Schwierige Lage an den Kollegs
Neue Westfälische Nr. 209/36 vom 07.09.2016
Kreis Herford. Die schulische Ausbildung junger Leute an den Berufskollegs muss sich mit dem verändernden Markt entwickeln. Das ist eine der Erkenntnisse, die am Ende einer emotionalen Diskussion im Schulausschuss des Kreises standen. Auch, dass die Situation auf dem (Aus-)Bildungsmarkt sich beständig und dynamisch verändert, war ein Fazit.

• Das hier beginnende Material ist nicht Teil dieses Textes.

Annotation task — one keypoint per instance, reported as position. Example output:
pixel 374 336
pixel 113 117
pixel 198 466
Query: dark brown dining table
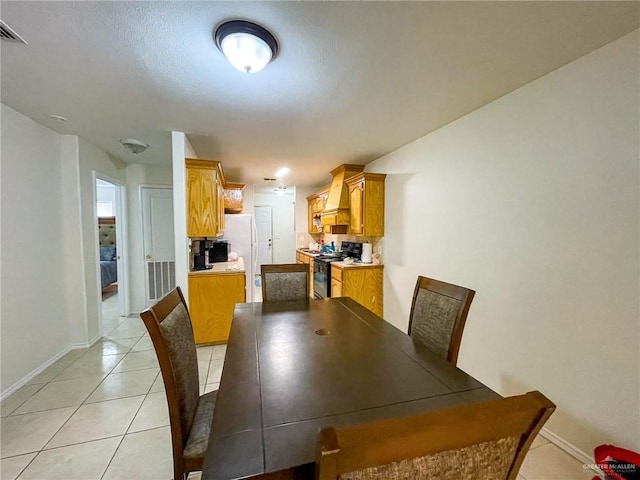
pixel 294 367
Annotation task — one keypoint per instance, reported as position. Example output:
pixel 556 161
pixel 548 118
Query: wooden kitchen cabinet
pixel 205 198
pixel 302 257
pixel 315 205
pixel 363 283
pixel 366 204
pixel 212 300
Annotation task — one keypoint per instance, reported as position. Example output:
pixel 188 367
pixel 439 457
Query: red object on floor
pixel 617 463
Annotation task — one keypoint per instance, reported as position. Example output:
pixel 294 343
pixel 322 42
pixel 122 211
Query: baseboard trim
pixel 27 378
pixel 572 450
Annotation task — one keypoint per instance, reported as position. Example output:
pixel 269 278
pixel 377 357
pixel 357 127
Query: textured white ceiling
pixel 352 80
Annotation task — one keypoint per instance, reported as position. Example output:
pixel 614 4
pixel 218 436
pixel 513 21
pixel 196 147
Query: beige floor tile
pixel 137 361
pixel 85 461
pixel 18 397
pixel 219 351
pixel 30 432
pixel 90 365
pixel 539 441
pixel 215 371
pixel 131 327
pixel 143 344
pixel 203 372
pixel 158 385
pixel 113 347
pixel 10 468
pixel 153 413
pixel 204 353
pixel 548 462
pixel 50 373
pixel 127 384
pixel 66 393
pixel 94 421
pixel 209 387
pixel 143 455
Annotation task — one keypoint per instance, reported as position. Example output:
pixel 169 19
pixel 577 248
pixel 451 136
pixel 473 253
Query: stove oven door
pixel 321 279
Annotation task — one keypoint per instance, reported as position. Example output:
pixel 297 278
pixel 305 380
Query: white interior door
pixel 265 236
pixel 159 245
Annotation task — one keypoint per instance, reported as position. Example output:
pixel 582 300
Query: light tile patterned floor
pixel 101 413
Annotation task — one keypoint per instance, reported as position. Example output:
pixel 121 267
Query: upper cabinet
pixel 366 204
pixel 205 198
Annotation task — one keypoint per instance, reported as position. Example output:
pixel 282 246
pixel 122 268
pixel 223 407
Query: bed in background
pixel 107 239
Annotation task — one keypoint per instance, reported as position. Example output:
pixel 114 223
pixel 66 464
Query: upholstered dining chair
pixel 475 441
pixel 438 314
pixel 285 282
pixel 190 414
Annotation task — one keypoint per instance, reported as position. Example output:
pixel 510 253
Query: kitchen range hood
pixel 336 210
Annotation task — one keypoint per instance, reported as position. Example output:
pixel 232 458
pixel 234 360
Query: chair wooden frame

Im Kreis Herford allerdings mit viel negativem Beigeschmack, denn die Zahl der Ausbildungsstellen hinkt dramatisch hinter der Nachfrage her. Eigentlich sollte bereits jetzt die Marschrichtung des Schulentwicklungsplans für die kreiseigenen Berufskollegs in Herford, Bünde und Löhne festgelegt werden. Zum Beispiel, wie lange der seit 2013 genutzte ehemalige Standort der Hauptschule Meierfeld in Elverdissen noch vom Anna-Siemsen-Kolleg genutzt werden muss. Doch eben diese Unwägbarkeiten machen es jetzt nötig, dass die Schulentwicklungsplanung mit aktuellen Daten und Perspektiven angereichert wird. Diese Aufgabe soll ein externer Gutachter übernehmen. Die Kosten hierfür betragen 75.000 Euro und sind bereits im Haushalt vorgesehen.
Er soll dem Fachausschuss spätestens im Mai oder Juni einen Zwischenbericht vorlegen, denn der Pachtvertrag mit der Stadt Herford über die Nutzung der Meierfeldschule muss im Bedarfsfalle entweder verlängert oder fristgerecht gekündigt werden. Im Herbst kommenden Jahres soll der Abschlussbericht vorliegen und die Schulentwicklungsplanung in den politischen Gremien besprochen und beschlossen werden.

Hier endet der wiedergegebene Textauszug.